This year's winner of the Nobel Prize for economics is also an advisor to investment funds with stellar track records.
Behavioral economist Richard Thaler is principal at Fuller & Thaler Asset Management, which helps advise a $5.8 billion Undiscovered Managers Behavioral Value Fund. It has almost doubled the S&P 500's gains since the beginning of the bull market.
Class A shares of the fund (UBVAX) are up 512 percent from the beginning of the market's climb on March 9, 2009, through Friday's close. The S&P 500 has risen 277 percent to records over that time.

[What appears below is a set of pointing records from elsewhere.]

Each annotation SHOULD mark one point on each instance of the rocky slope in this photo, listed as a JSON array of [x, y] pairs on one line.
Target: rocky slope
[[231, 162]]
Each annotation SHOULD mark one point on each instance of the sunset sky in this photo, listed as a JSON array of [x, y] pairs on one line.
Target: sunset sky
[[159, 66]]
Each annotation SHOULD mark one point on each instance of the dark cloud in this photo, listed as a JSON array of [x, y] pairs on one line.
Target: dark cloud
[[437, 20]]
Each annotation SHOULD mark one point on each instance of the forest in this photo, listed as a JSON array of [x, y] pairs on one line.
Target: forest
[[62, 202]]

Thaler told CNBC PRO in a June 2016 interview how his work in behavioral economics helps him identify beaten-down companies that show signals of turnaround.
"One of the signals we use is insider buying, especially if the CFO all of a sudden doubles his holdings, we give that firm a hard look," he said.

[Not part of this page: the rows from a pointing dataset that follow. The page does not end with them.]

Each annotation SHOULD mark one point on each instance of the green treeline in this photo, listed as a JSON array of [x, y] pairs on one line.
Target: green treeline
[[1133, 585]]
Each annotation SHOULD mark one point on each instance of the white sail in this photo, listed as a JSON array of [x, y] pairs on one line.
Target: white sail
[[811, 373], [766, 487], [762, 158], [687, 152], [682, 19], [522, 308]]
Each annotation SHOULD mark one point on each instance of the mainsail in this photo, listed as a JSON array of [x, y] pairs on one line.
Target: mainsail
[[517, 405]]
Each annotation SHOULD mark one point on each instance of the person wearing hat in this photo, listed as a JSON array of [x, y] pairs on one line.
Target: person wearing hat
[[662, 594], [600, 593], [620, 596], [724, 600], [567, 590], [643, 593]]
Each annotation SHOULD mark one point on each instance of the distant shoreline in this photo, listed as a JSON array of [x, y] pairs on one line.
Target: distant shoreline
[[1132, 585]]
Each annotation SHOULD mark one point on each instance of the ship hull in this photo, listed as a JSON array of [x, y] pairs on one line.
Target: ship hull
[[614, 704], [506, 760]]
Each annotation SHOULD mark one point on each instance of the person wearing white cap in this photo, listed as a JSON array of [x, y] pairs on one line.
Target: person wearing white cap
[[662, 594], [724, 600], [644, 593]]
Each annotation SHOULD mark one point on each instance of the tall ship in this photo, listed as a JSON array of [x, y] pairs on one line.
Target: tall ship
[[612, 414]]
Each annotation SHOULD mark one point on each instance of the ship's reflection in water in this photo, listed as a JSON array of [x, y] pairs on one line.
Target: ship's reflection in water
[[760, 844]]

Undiscovered Managers Behavioral Value A indexed to S&P 500 at March 9, 2009
The fund focuses on small-cap stocks, with financials having the largest weighting at 25 percent at the end of August.

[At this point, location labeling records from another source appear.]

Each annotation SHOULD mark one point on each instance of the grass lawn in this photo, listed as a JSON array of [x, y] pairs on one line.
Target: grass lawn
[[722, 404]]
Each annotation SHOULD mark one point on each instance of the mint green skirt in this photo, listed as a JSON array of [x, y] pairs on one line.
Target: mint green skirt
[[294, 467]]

New Jersey-based bank Investors Bancorp and Tennessee-based financial services company First Horizon National are the two largest holdings in the fund, followed by real estate investment trust Colony NorthStar, aircraft parts distributor KLX and chemicals company Celanese, according to the website of the fund distributor, JPMorgan Chase.
The fund's six-fold climb since the beginning of the bull market also outstrips the 340 percent gain of the small-cap Russell 2000 index.
That said, UBVAX is fairly pricey to own, with net fees of 1.44 percent. The fund has also climbed only about 8 percent this year, falling short of the Russell's 11.5 percent gain and the S&P's nearly 14 percent rise.
But another Thaler fund, the Fuller & Thaler Behavioral Small-Cap Equity Fund (FTHSX), has outperformed those two benchmark indexes with gains of 14.7 percent this year.
The asset management firm's other talent includes 2002 Nobel Prize winner Daniel Kahneman. The author of "Thinking, Fast and Slow" is director emeritus at Fuller & Thaler.
Thaler told CNBC last year he didn't own individual stocks because he preferred to trust a good portfolio manager.
"I think the biggest mistake people make is overconfidence. They think they're better investors than they are. My number one advice would be, keep track. If you think you're a hot shot investor, really try to compute what your rate of return is. ... We know that a majority of active managers fail to meet their benchmarks after they've paid their fees," he said. "The one stock you absolutely should not own is the company you work for."